Integration of Landsat-8 and Reflectance Spectroscopy data for Mapping of Late Neoproterozoic Igneous Ring Complexes in an Arid Environment: a Case Study of Gebel El-Bakriyah Area, Eastern Desert, Egypt

The present work aims to enhance the utilization of Landsat-8 data in geological mapping when they are paired with spectroscopic measurements and field observations. This is applied to map and differentiate the different plutonic rocks in the Gebel El-Bakriyah pluton, a peculiar igneous body in the central Eastern Desert of Egypt. Therefore, we use a combination of remote sensing techniques such as principal component analysis (PCA), band ratios, fusion technique, and spectroscopic measurements to interpret igneous lithologies, and produce a new geologic map of the Gebel El-Bakriyah area. A false-color composite principal component image PC1, PC2, and PC3 in red, green, and blue (RGB) discriminates between alkali feldspar granite, syenogranite, and younger gabbro. In general, the spectral profiles of granites exhibit three distinct absorption features in the 1.4, 1.9, and 2.2 μm wavelength regions. These features are attributed mainly to altered mineral products such as kaolinite, sericite, and chlorite. The spectral profiles of pink and alkali feldspar granites show a broad absorption feature at 0.9 μm, which is attributed to a considerable Fe content. The spectral profiles of fresh, younger gabbros exhibit absorption features around 1 μm and 2.2 μm.

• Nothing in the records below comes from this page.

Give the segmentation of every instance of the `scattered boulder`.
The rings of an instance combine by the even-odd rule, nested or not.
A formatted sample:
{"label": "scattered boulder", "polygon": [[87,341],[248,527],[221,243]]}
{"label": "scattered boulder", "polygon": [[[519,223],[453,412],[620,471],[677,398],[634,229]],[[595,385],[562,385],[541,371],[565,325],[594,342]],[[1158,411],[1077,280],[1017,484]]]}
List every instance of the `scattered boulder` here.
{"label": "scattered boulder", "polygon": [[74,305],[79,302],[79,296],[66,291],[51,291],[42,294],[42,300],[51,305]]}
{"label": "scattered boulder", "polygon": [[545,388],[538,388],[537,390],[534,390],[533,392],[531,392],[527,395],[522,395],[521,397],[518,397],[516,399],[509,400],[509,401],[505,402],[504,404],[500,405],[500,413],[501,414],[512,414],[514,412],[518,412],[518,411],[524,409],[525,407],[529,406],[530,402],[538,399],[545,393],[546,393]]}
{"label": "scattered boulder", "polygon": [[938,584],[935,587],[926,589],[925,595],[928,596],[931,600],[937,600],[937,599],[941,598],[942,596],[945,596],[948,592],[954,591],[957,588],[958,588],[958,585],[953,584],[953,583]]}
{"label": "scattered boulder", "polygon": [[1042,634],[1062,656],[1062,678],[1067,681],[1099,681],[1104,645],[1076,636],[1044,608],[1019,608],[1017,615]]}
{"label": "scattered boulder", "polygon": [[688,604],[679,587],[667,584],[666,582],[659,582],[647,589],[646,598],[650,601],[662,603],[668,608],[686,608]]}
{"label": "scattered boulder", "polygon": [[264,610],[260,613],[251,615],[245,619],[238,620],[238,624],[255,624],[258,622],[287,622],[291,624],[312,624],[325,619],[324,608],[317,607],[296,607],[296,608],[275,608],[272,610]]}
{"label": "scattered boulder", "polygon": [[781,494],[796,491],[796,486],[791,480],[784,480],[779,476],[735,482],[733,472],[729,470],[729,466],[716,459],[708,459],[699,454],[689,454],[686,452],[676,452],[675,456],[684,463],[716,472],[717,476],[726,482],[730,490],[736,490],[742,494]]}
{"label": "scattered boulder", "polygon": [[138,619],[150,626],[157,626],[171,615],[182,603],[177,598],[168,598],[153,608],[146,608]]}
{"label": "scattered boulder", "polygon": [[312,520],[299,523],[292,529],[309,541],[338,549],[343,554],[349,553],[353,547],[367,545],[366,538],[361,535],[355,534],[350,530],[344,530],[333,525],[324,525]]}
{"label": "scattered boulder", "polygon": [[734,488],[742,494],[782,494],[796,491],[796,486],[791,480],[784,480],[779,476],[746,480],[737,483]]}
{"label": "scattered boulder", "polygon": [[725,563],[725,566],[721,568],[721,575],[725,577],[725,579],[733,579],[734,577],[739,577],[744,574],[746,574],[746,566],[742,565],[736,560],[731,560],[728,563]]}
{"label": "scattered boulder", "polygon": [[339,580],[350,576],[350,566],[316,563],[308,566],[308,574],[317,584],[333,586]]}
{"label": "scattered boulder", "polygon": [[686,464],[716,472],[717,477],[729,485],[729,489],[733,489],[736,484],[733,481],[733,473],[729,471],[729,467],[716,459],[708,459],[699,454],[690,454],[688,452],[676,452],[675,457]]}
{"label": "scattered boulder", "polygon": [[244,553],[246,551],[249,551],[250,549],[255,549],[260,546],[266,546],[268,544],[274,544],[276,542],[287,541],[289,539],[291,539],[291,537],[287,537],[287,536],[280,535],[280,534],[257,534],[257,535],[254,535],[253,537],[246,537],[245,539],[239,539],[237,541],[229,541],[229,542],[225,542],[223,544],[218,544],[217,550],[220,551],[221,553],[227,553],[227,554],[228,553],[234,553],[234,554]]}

A false-color composite image provides the most accurate discrimination of the three varieties of younger granites with band ratios of 7/4, 6/3, and 3/1 in RGB. The data that appear in the present work strengthen the usefulness of Landsat-8 imagery and spectroscopic measurements as a prevailing grouping to discriminate and map Neoproterozoic shield rocks in the Eastern Desert of Egypt.